Speculation of a coming crisis often dominates the conversation regarding global capital markets. How close is the world to an economic crisis? How should this affect investment decisions?
Luckily, there are answers that reveal global themes across a diverse real estate market. Tom Arnold, head of Americas Real Estate at Abu Dhabi Investment Authority (ADIA), shared insights on how to create and implement a successful global investment strategy at the 2016 UNC Alternative Investments Conference.
Since its inception in 1976, ADIA has focused on creating long-term value for Abu Dhabi’s government. Arnold manages a diverse global portfolio encompassing a range of asset classes. He points to the following drivers and cycles to evaluate the global commercial real estate landscape and make future projections.
There are three main drivers that influence the global commercial real estate market.
- Business cycle drivers include common economic indicators such as the labor market, corporate health and retail sales. There’s a focus on indicators that have implications on consumption, which can account for as much as 70 percent of gross domestic product in many nations.
- When it comes to capital markets cycle drivers, it’s all about the cash flow. Making money in real estate can be easy if you anticipate capital flows. Penetrating a market before the capital gets there yields amazing returns – but it’s easier said than done.
- Space and fundamentals cycle drivers refer to the demand for space – think vacancy rates and rent prices.

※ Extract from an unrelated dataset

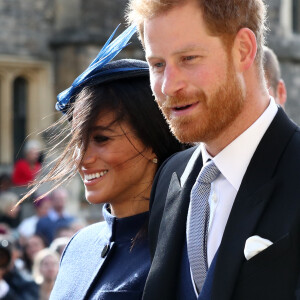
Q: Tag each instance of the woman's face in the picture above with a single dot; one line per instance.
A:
(117, 168)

Here’s what Arnold says the current environment reveals about the market:
- Monetary policy remains key to determining how people think about hard asset values. Interest rates are impossible to overlook – and so are the projections of where these rates will end up.
- Generally speaking, economic downturns are faster and faster to come while the recovery process is becoming slower and slower. What does this mean for returns on real estate? Expect to see better five-year returns than 10-year returns when comparing your real estate investments to other asset classes.
- Investors have reduced activity in emerging markets. 93 percent of U.S. investors are maintaining a focus on their home market, with similar trends evident across Europe.
Looking to the future, these are Arnold’s predictions:
- Events that could trigger global market volatility or uncertainty include an emerging markets crisis, the further collapse of commodities – including oil and natural gas – and stress in the European Union stemming from Brexit.
- On a more positive note, be on the lookout for the U.S. Federal Reserve to delay its interest rate hike and have less concern about deflation.
Remember that markets vary. As a global investor, you have the opportunity to dial up or dial down investment activity based on market signals. It’s a privilege to have the opportunity to make decisions about where leading markets are – an advantage local sharpshooters don’t have. Keep this perspective in mind when worrying about impending doom.